If Prannoy Roy and Arun Jaitley were talking about the ‘abusers’ on the SM, I agree with them. But it is highly unfortunate that it is almost impossible to have a check on such handles. Some of these abusive trolls are launching vicious attacks on women, which many users might not be aware of. Such anti-social abusers, supporting the Right Wing or Left Wing, must not find any space on the social media. They must be mass-blocked at the very first instance.
But were Prannoy Roy and gang talking about abusers? It certainly doesn’t seem so because Prannoy Roy’s follow up reveals a lot:
Prannoy Roy: “And the worry is, to add to Shekhar, what happens when these trolls start influencing Govt. policy and behavior. That’s when it becomes a bit worrying. That’s going over the…crossing the line. And I hope, none of your ministers get intimidated or have a fear factor for being trolled. We are all trolled and nobody should have any fear of people who hide behind anonymity to make disgusting statements. But thank you very much for joining us.”
You see, the duo was certainly not talking about the abusers, but those influencers, who are impacting Government decisions. How does Prannoy Roy know that it is the abusive handles alone who influence Government policies? How can an editor label millions of average Indians on social media, who call out the Government for specific changes in polices, as “trolls”? Isn’t a Government supposed to listen to the voice of its country-men? Is this an informed comment by Prannoy Roy or is this a fall-out of reports that the Government had cancelled a deal with NDTV recently?
Social media has provided a voice to the average Indian. Yes there are those who misuse it, and action should be taken against them, but is “influencing Government policies” a form of misuse? Is calling out the blatant lies and inaccuracies of media misuse?

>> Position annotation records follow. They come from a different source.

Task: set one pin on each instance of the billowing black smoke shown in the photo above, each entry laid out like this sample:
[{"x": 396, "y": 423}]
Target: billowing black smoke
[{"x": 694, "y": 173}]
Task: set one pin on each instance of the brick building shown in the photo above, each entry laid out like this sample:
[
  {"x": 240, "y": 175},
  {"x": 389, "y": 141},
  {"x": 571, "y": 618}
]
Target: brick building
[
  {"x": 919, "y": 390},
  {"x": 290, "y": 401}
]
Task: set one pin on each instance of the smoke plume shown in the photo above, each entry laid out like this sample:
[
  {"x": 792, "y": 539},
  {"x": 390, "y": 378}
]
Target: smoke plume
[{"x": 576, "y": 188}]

More than any debate on the prime time, people prefer to read specific threads on Facebook and Twitter to enlighten themselves on certain topic. People enjoy these social media tools because the ‘disinformation’ is rebutted in no time. Is using social media as a tool for laughter, (like in this case) misuse? According to Dr Roy are all the above cases examples of “trolling” which must be “controlled”?
And is this a new phenomenon? Satirists like Rahul Roushan have written about how their families had been attacked on social media. Shefali Vaidya has talked about how her daughter was threatened with murder, only because she happened to be a pro-BJP social media user. And can we forget Congress office bearer Amaresh Mishra, openly abusing and threatening all and sundry?

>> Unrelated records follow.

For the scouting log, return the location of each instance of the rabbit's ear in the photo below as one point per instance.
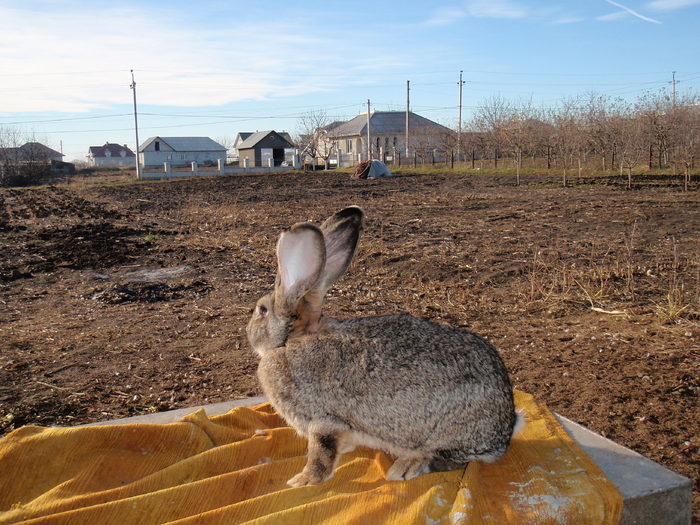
(341, 233)
(301, 257)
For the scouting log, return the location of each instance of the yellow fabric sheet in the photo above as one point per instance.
(233, 468)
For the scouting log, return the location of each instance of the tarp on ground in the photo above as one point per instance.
(233, 468)
(375, 169)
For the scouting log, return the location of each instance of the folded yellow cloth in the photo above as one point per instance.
(233, 468)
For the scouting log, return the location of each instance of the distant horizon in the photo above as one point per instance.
(216, 70)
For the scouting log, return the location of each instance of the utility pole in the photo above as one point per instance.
(408, 100)
(369, 138)
(136, 127)
(673, 90)
(459, 117)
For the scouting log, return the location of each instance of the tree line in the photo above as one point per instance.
(588, 132)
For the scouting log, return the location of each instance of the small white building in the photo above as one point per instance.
(111, 155)
(180, 151)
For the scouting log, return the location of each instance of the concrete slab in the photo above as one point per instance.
(652, 494)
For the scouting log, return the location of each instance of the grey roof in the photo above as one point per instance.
(384, 122)
(115, 150)
(30, 151)
(256, 137)
(244, 135)
(187, 143)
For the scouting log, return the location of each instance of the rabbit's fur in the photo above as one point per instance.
(434, 396)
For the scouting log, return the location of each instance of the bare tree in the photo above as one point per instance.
(491, 118)
(312, 138)
(685, 135)
(630, 140)
(567, 136)
(518, 132)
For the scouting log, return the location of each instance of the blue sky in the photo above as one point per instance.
(214, 68)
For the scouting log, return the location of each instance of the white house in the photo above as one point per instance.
(110, 155)
(387, 133)
(180, 151)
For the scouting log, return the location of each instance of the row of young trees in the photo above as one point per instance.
(591, 132)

The irony is that the old media including the liberal opinion traders are so conservative that they do not realize that the technology has closed one-way traffic, and they are unable to reconcile and adjust to reality.

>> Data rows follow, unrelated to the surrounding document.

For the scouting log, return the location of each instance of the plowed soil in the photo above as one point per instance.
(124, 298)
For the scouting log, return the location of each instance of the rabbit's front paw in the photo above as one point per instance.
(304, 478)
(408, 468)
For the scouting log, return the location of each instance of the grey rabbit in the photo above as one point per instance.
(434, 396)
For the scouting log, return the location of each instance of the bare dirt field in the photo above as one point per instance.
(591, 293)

What the Congress ecosystem really wants is to create another fake narrative similar to ‘rising intolerance’ in a way to threaten people to curb dissent and scrutiny, to maintain control and get back to power. If not, then the focus would not have been only on “trolls”of a particular political leaning.
We must all unite against abusive/threatening accounts on social media belonging to all political hues, but partisan concerns and ulterior motives must be kept away from. And we all also must unite against this attempt to bring back censorship (remember section 66A of the IT act?) online.